L'Autorité éthiopienne des médias a suspendu définitivement deux journalistes de Deutsche Welle, accentuant les préoccupations sur les libertés de la presse. La décision concerne des reporters couvrant les zones de conflit de l'Amhara et du Tigré. DW a protesté contre cette mesure, exigeant une réintégration et des justifications plus claires.
Deutsche Welle a annoncé le 12 décembre que l'Autorité éthiopienne des médias avait suspendu définitivement deux de ses correspondants, marquant un coup dur pour le journalisme indépendant. Cela fait suite à une interruption temporaire initiale le 23 octobre, lorsque l'autorité a interdit les activités journalistiques à neuf reporters de DW basés en Éthiopie. Une lettre ultérieure la semaine dernière a levé les restrictions pour sept d'entre eux mais a maintenu les interdictions permanentes pour les deux couvrant les régions d'Amhara et du Tigré touchées par le conflit, invoquant un "non-respect des lois éthiopiennes et de l'éthique professionnelle".

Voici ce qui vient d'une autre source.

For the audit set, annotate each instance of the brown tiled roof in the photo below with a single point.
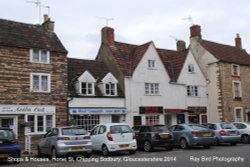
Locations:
(127, 57)
(76, 67)
(28, 36)
(173, 62)
(227, 53)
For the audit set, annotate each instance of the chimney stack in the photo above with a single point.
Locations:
(47, 24)
(108, 36)
(238, 43)
(180, 45)
(195, 31)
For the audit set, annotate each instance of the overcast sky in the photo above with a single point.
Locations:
(78, 22)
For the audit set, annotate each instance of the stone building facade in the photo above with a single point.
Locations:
(33, 80)
(226, 69)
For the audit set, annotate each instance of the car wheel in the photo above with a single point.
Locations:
(207, 146)
(217, 142)
(87, 155)
(147, 146)
(183, 144)
(169, 148)
(245, 139)
(131, 152)
(233, 144)
(105, 150)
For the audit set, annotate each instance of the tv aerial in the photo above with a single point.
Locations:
(107, 20)
(38, 4)
(190, 19)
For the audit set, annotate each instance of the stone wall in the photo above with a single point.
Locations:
(228, 101)
(15, 70)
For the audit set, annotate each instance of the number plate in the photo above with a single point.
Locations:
(206, 134)
(78, 148)
(164, 136)
(4, 155)
(124, 146)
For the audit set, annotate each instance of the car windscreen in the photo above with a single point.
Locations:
(120, 129)
(197, 127)
(227, 126)
(160, 128)
(73, 131)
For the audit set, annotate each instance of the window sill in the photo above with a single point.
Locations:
(237, 99)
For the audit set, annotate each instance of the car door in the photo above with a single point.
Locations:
(94, 137)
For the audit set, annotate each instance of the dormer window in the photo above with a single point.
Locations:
(86, 84)
(109, 85)
(235, 70)
(151, 64)
(110, 89)
(87, 88)
(191, 68)
(39, 56)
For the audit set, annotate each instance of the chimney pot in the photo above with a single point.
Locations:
(181, 45)
(108, 35)
(238, 43)
(195, 31)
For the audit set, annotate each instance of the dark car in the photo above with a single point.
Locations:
(65, 141)
(225, 133)
(150, 136)
(188, 135)
(9, 146)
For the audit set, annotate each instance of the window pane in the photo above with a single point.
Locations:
(44, 83)
(44, 57)
(31, 122)
(49, 122)
(35, 55)
(40, 123)
(35, 83)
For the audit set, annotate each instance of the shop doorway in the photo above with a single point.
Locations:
(180, 118)
(9, 122)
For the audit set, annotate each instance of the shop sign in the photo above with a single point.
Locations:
(26, 109)
(151, 110)
(79, 111)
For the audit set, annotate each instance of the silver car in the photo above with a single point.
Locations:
(225, 133)
(188, 135)
(65, 141)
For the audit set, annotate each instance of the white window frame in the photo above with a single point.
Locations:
(241, 118)
(154, 118)
(27, 131)
(152, 88)
(237, 70)
(191, 68)
(39, 56)
(110, 90)
(234, 94)
(191, 91)
(151, 64)
(40, 75)
(87, 88)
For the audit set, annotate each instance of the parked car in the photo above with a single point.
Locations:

DW a vivement protesté contre la décision, notant que l'autorité n'a fourni aucun exemple spécifique de violations et s'est appuyée sur des allusions vagues à la proclamation sur les médias éthiopiens et aux lois sur les discours de haine. La chaîne a souligné le manque de transparence dans le processus.
Ce développement met en lumière les pressions croissantes sur la presse indépendante en Éthiopie, au milieu de conflits régionaux en cours et de tensions politiques. Les critiques soutiennent que de telles mesures répriment la couverture de sujets sensibles, sapant davantage les libertés médiatiques dans un pays qui figure déjà mal dans les indices internationaux de liberté de la presse. L'appel de DW à la réintégration et à une plus grande responsabilité suggère la possibilité de répercussions internationales plus larges.